Passengers simply book their trip using a companion app and the system automatically suggests the best transportation solution based on timing, traffic congestion, costs and ridesharing demands.

Using this information, Pop.Up lists what options it feels are reasonable for your journey- either the ground, the air or combination of both.

The two-seater capsule, which will roll up at your location once you’ve ordered it, consist of monocoque carbon-fiber cocoon that measures 8.5 feet (2.6 meters) long, 4.5 feet (1.4 meters) high, and 16 feet (meters) wide.

And it is capable of transforming into a car by coupling to the ground module, which runs on a battery – it can travel for 62 miles (100 kilometers) on a single charge.

The capsule will scan the passengers face for authenticity and according to a concept video, it will also show content on the screen for users to watch as they travel.

But, if you find yourself in traffic, simply call for a vertical take-off and landing air vehicle to pick you and the capsule up.

‘For megacity journeys with high congested traffic, the capsule disconnects from the ground module and is carried by a 5 by 4.4 meter air module propelled by eight counter-rotating rotors,’ Airbus explained.

‘In this configuration, Pop.Up becomes an urban self-piloted air vehicle, taking advantage of the third dimension to get from A to B efficiently whilst avoiding traffic congestion on the ground.’

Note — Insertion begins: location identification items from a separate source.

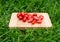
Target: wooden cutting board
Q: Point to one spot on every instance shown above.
(14, 22)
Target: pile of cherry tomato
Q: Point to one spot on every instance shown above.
(30, 18)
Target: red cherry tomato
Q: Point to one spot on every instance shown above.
(41, 17)
(30, 20)
(35, 17)
(34, 14)
(24, 19)
(34, 21)
(39, 21)
(20, 17)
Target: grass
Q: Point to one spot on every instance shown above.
(7, 7)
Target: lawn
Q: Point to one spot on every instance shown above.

Once passengers have reached their destination, the capsule and the aerial vehicle travel back to dedicated recharge stations where they wait to be summoned by their next customer.

Pop.Up is deemed the first modular, fully electric, zero emission concept vehicle system, designed to relieve traffic congestion in crowded megacities – Airbus noted that more than 10 million people will be living in megacities in the next 30 years.

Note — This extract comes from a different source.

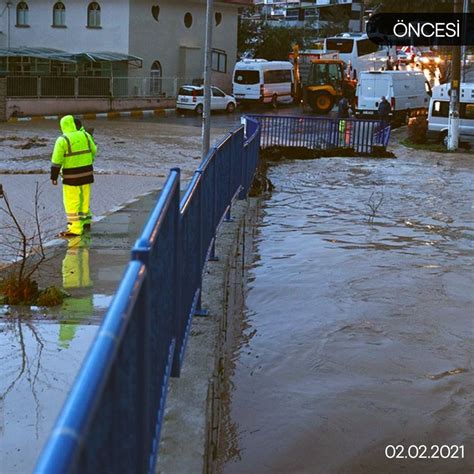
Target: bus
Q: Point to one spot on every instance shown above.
(358, 52)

‘The feasible concept is the result of Italdesign and Airbus’ joint reflection on how to address the mobility challenges of megacities achievable for a majority, which has become one of the most pressing issues for commuters in megacities worldwide,’ shared Airbus.

‘With traffic congestion projected to hugely increase by 2030, the companies decided to combine their engineering expertise to tackle how to best achieve a sustainable, modular and multimodal urban mobility system – giving rise to the Pop.Up concept.’